June 12, 2008
Second only to Nueces County delegates tossing out beach balls for activists to smack around the Austin Convention Center, the most surprising sideshow at the Texas Democratic Party’s convention may have been true-blue believers lining up to chat with the guy in charge.
The fellow shaking hands and signing programs and badges during breaks wasn’t the party chairman, Boyd Richie. Nor was it Bob Slagle, the Sherman lawyer who’s steered numerous Democratic confabs.
Nope, the guy in demand was Kirk Watson, the Travis County state senator and former Austin mayor.
Watson gave off enough of a thrilled-to-be-here vibe to make me think he’ll soon try to lead Texas in a more consequential role than convention chairman.
He guided thousands of delegates through two potentially nasty blowups while also lofting some one-liners.
Scott Cobb of Austin was among delegates seeking a floor debate and a vote on ending the selection of delegates for presidential candidates at primary-night caucuses. In March, many of the caucuses were disorganized, disorderly and hard for voters to attend. Cobb’s proposal to base delegates only on voting at the polls was tabled by the convention; Cobb said Watson could have allowed discussion before that happened.
“Overall, he did a great job,” Cobb said, crediting Watson with bringing a relatively youthful blast of energy and humor to the gavel-wielding role.
In another tense moment, state Rep. Terri Hodge of Dallas charged advocates for Sen. Barack Obama, the presumptive presidential nominee, with inappropriately huddling privately to finalize his Texas delegates to the party’s August national convention in Denver.

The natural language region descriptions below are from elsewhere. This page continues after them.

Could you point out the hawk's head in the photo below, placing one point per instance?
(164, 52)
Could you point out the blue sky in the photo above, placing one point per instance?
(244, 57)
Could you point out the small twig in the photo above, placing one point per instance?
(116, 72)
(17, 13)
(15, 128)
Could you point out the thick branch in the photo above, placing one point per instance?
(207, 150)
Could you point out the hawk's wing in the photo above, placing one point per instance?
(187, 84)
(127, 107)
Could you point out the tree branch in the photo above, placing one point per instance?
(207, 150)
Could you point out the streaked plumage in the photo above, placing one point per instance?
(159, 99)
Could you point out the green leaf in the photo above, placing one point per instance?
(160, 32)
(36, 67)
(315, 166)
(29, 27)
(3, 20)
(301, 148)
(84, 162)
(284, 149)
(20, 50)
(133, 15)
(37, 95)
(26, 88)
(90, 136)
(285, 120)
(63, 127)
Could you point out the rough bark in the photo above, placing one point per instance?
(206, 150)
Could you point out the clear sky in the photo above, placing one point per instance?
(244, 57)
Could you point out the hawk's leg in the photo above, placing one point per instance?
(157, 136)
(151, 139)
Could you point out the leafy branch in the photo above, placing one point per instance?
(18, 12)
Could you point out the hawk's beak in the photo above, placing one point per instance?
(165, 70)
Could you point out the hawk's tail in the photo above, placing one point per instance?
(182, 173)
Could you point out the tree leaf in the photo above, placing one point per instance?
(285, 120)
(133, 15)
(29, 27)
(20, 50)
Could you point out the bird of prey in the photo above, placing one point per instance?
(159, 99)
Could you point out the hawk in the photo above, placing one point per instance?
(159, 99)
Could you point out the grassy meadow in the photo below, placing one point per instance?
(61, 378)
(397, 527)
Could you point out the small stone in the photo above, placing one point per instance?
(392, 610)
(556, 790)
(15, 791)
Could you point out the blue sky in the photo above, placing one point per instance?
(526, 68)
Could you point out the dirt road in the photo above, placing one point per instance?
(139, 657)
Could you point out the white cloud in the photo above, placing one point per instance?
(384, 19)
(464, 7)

Watson said her concern would be investigated; the party took no action, finding nothing untoward afoot.
Austin delegate Christine Berkland didn’t like what she saw, writing later: “Something just kind of smelled bad. Perhaps it was my first close-up and personal brush with politics as usual.”
Watson stressed to me later that he let people objecting to the recommended delegates have time to air gripes before the choices were ratified.
Rough spots aside — every convention chief has them — my hunch is that Watson will run for governor or lieutenant governor as soon as 2010.
Not that he’ll have an easy time of it.
In 2002, Watson got clocked by Republican Greg Abbott for attorney general, a result driven, in part, by the high-dollar air war between GOP Gov. Rick Perry and challenger Tony Sanchez of Laredo. Perry beat Sanchez, who outspent him, by 800,000 votes. Abbott bested Watson by 700,000 votes.
Watson knows that no Democrat has won statewide since 1994 — and that ruling Republicans are intent on keeping Democrats down.
Yet he’s financially positioned for liftoff. Through December, he had nearly $1.2 million in his political kitty, placing him eighth among state officeholders in cash on hand (third among Democrats, behind longtime Sens. John Whitmire and Rodney Ellis, both of Houston).
Post-convention, Watson told me only that he’s not sure he’ll seek re-election in 2010, saying: “It’s fun to have the (statewide) speculation out there, but I consider it far too early.”
If Watson leaps, he could land on a Democratic ticket with Houston Mayor Bill White, the former state party chairman expected to run for governor, though some see him as more inclined to go for the U.S. Senate if, say, Kay Bailey Hutchison runs for governor.
Maybe Watson and White will visit one another to brainstorm. It would be a spectacle if both lawyers set sights on the state’s top job.